- What problem do you solve? I look at this as a 25-words-or-less plain english statement. I've spoken to a tremendous number of entrepreneurs who struggle to do this and it's not easy. I've created these statements in companies where I've worked and it takes time, thought, and a lot of testing to figure exactly what message gets your point across in a way that people can understand. Obviously, the other benefit is that the more precisely you define the problem, the easier it'll be to solve - hopefully!
- What's it cost to get a customer? In the late 1990's, I spent a lot of time working with companies like Expedia, E*TRADE, Fidelity, and other household names in e-commerce. Regardless of the industry, each successful e-commerce site came to the realization that their customer acquisition cost was a huge issue and one that needed to be monitored constantly. This point applies equally well to consumer facing sites as well as corporate oriented solution vendors.
- What do you need to believe in? In other words, if you're starting a social networking site, you need to believe that 1) people are essentially social animals that will usually look for ways to connect with each other; 2) you've identified a niche and created an experience that will actually attract and retain enough of an audience to make the venture pay off; 3) the sun will rise tomorrow morning, or whatever else is essential to success. Being able to state these beliefs helps set context and provide perspective, both of which lend themselves to understanding by a third party, like a VC.

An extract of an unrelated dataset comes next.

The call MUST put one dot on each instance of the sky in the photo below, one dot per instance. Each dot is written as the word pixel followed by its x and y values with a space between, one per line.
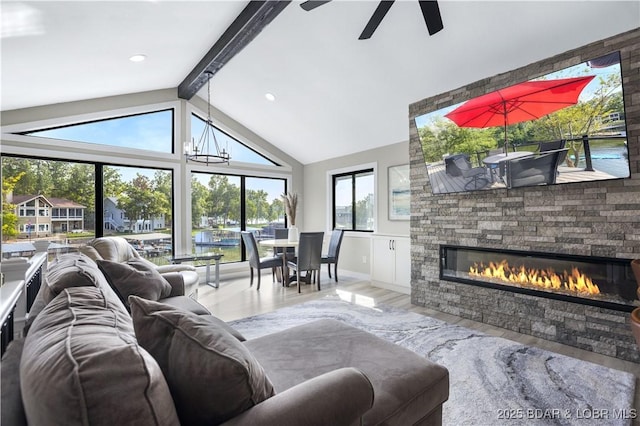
pixel 150 131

- What are your dependencies? This is distinct from your beliefs, above - these are the things that have to happen to make your idea work. If you're pursuing a solar power idea, some examples might be 1) silicon based solar panels will continue to fall in price and rise in efficiency; 2) there's a finite supply of oil and over the long term its price will continue to rise; 3) because of construction lead times and political issues, nuclear power won't be a competitor any time soon. And so on - in any case, the point is to identify and clearly understand the things that have to exist for your business to succeed.
- What's the competitive environment? Well, this one's pretty obvious, assuming you know what business you're really in - see the first point above. Be sure to include substitutes and not just other competitors that happen to look just like you.
- What's the quality of the team? Putting together a business with your best friends from high school may not be such a great idea, unless they happen to be uncommonly well suited to the tasks they've been assigned. Otherwise, you're far better off reaching out to the best people you can find, which means talking to a lot of people you don't know, getting a glimpse of lot of things you don't know (through their eyes), and hopefully, finding people who are so smart and so talented they leave you thinking you'll have to work hard just to keep up with them. Inevitably, investors need to be convinced that the team in front of them can take their idea and execute on it better than anyone else around.
Whether you're experienced and have dealt with all of these issues or you're new and facing them for the first time, these points are worth bearing in mind as reminders or guides. Now go get 'em!